In May of 2018, when Byford was about to formally present to the M.T.A. his long-term transit plan for New York, in a comprehensive bound booklet complete with projected costs—forty billion dollars over ten years—he was reportedly told that Cuomo had changed his mind and did not want to see any numbers, which meant that the booklets had to be scrapped. Cuomo, similarly, didn’t like hearing about the number of years that the plan projected it would take to fully modernize the subway’s ancient signal system. (He came to favor a cheaper, more futuristic technology that is used in cell phones but has little relevance to train signalling.) The governor also took to intervening in major subway-engineering projects, such as the repair of the L train’s tunnel under the East River. He would bring in “outside consultants,” who had different ideas about how the work should be done. Cuomo wants to fix the subways, but seemingly on a political schedule, which is only logical—he’s a politician.
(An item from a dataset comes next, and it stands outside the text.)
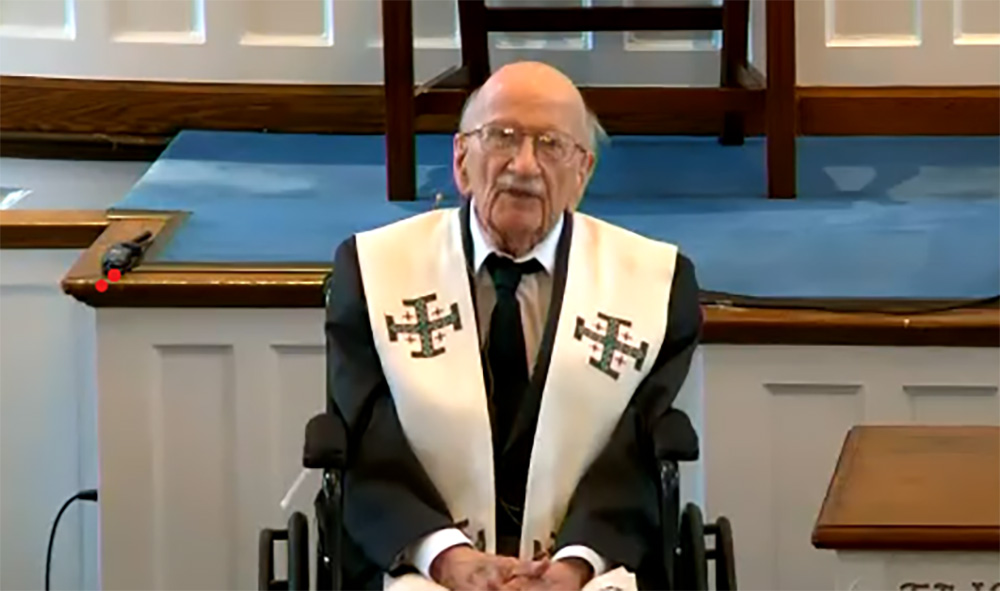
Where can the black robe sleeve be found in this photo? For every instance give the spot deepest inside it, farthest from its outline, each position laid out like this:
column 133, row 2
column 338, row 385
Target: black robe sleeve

Indeed, he achieved a major political victory, last year, with the passage of a highly progressive congestion-pricing bill. Starting next year, most vehicles entering Manhattan’s central business district will be charged fees, and most of the money collected will go toward mass transit. This will be the first such scheme in an American city. The system will be run and the fees collected by the M.T.A., which to some analysts means that the city has now given to Albany even more power over its vital systems—in this case, control of its streets. Mayor De Blasio, who was running for President at the time, signed off on the plan without much discussion.
Byford was enthusiastic about congestion pricing, and he did not openly complain about Cuomo’s various interventions. But neither did he praise all of Cuomo’s ideas—in some cases, he was suspected of skepticism. There were also reports that his high public profile did not sit well with the governor’s office, and the contrast between Byford’s transparent, open-door management style and Cuomo’s more controlling approach was probably not appreciated. The governor’s office even suggested to the Times that Byford was in the habit of trying to grab credit for achievements that were rightly the governor’s. The Brooklyn writer who came up with Train Daddy told an interviewer that he did so because he “really liked what Byford was doing . . . and felt like he needed some recognition and love in light of that bastard Cuomo treating him like shit.”
Then, last year, Cuomo brought in yet another set of consultants who, in short order, produced a report recommending a wholesale restructuring of the M.T.A. Cuomo liked the plan and ordered that it be implemented. The job of the New York City Transit Authority’s president would shrink drastically. Byford would lose control of his big projects, including signal replacement, which will require the most astute and dogged management to succeed, and the construction of seventy new elevators at stations currently inaccessible to the disabled. Byford, only two years into the work, submitted a painfully buoyant letter of resignation. He had built a good team and wished New York all the best. On Tuesday, he told me, “It has been an honor and a privilege to run New York City Transit,” adding, “I wish it hadn’t ended this way, and so soon.” His last day is Friday.